DUCK AND COVER

Duck and Cover #1-4 – Etats-Unis – 2024
Genre : Survival, Horreur
Dessinateur : Rafael Albuquerque
Scénariste : Scott Snyder
Nombre de pages : 128 pages
Éditeur : Delcourt
Date de sortie : 14 mai 2025
LE PITCH
Dans les années 1950, la menace nucléaire nourrit les peurs issues de la guerre froide. On enseigne aux élèves de se cacher sous leur bureau en cas d’attaque (« duck and cover » en anglais). Mais quand une bombe atomique détruit bel et bien les États-Unis en 1955, seuls ceux qui ont suivi ces consignes sont épargnés. Ces adolescents doivent désormais tenter de survivre dans une Amérique post-apocalyptique, étrange et sauvage…
Comme une bombe
Entre deux épisodes d’Absolute Batman, Scott Snyder continue de s’amuser en toute liberté grâce à son label Best Jackett Press, et invite ses meilleurs potes dessinateurs à la fête. Après Franscesco Francavilla (La Nuit de la goule), Dan Panosian (Canary) ou Francis Manapul (Clear), il était effectivement temps de marquer les retrouvailles avec Rafael Albuquerque, collaborateur indispensable d’American Vampire.
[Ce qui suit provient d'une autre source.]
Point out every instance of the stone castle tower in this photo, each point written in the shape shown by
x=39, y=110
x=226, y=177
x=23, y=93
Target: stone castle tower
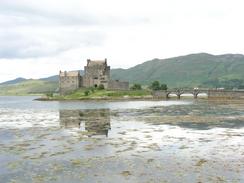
x=96, y=73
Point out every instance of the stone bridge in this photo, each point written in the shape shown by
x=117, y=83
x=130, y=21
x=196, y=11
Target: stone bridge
x=211, y=93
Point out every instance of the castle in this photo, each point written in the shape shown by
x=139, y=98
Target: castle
x=96, y=73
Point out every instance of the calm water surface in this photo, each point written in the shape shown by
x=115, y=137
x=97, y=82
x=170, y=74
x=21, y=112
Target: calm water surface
x=129, y=141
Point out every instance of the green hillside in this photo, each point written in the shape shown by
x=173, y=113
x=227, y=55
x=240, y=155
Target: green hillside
x=193, y=70
x=29, y=87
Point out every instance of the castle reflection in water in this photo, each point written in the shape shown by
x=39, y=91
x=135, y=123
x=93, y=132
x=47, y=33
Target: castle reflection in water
x=94, y=121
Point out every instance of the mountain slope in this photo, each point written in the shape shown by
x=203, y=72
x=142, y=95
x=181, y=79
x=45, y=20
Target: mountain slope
x=14, y=81
x=195, y=70
x=186, y=71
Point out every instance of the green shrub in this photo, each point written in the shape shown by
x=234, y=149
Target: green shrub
x=136, y=87
x=49, y=94
x=86, y=92
x=101, y=87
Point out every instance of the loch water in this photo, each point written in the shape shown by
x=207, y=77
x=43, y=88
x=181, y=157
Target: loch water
x=182, y=140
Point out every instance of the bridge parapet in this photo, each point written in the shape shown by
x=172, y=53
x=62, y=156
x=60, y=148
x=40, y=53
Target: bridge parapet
x=211, y=93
Le terme Duck and Cover provient des anciens films institutionnels diffusés dans les écoles américaines durant la Guerre Froide. Des films dans lesquels une mascotte tortue expliquait comment il fallait plonger (duck) et se protéger (cover) sous le bureau de la classe. Ridicule mais censé être rassurant, cet élément de propagande est le point de départ de cette nouvelle série signée Scott Snyder qui, a la manière de L’Aube Rouge, pousse le levier du récit paranoïaque et en fait sa réalité. Cependant pas de collusion rouge ici mais un mélange abusé de toutes les menaces qui habitaient les récits et les films de science-fiction de l’époque : quelques tripodes échappés de La Guerre des mondes, des insectes géants entre Them ! et les kaiju japonais, une machine à tête humaine comme dans Mars Attacks, des références à Roswell et quelques effluves lovecraftiennes… Sacré melting pot qui vise nettement la ligne de la série B, avec quelques touches de la Z. Ridicule ou effrayante, cette invasion n’a cependant laissé en vie et en liberté (ils étaient cachés sous leur bureau justement) qu’un groupe d’ado qui, comme dans The Breakfast Club, étaient collé pour la journée dans une annexe du lycée. Il ne faut donc certainement pas prendre Duck and Cover totalement au sérieux et cette petite histoire de survival et de résistance affirme sans problème son statut de gros délire nostalgique, d’hommage SF à tous les étages.
Le monde d’après
Artiste des plus doués, précis et élégants, Rafael Albuquerque accompagne le tout à la perfection, modernisant quelque peu les designs kitchs, renforçant les sensations de danger et le dynamisme des scènes d’action ou les visions apocalyptique. Il sait aussi parfaitement caractériser la petite troupe de personnages, adolescents en marge dans cette Amérique des 50’s avec le jeune black qui rêve de devenir réalisateur façon Spielberg, le pote asiatique, le quarterback qui fait son coming-out, la jolie blonde qui s’avère fille d’espion russe et la rebelle, membre d’un gang de casse-couilles locaux, ostracisée pour avoir été obligée d’avorter. Des personnages certes un peu trop schématiques, mais bien sympathiques, et forcément un peu torturés, qui donnent une saveur supplémentaire à ce blockbuster fun, dont l’aspect fantasmatique, la structure presque de fable métaphorique, aboutit à une allégorie régulièrement assez juste sur l’adolescence et l’affirmation de soi… d’autant plus pertinente dans le carcant idéologique de l’époque. Snyder vise souvent juste mais, on le sait, peut se montrer aussi un peu lourd. Comme souvent l’écriture manque d’un peu de légèreté à force de tout vouloir clarifier et expliciter et la structure même en quatre chapitres seulement semble un peu contrainte. Le premier fascicule prend ainsi largement son temps pour entrer dans le vif du sujet et développer des éléments qui ne seront finalement pas toujours mener à leur terme, ou de manière un peu hâtive.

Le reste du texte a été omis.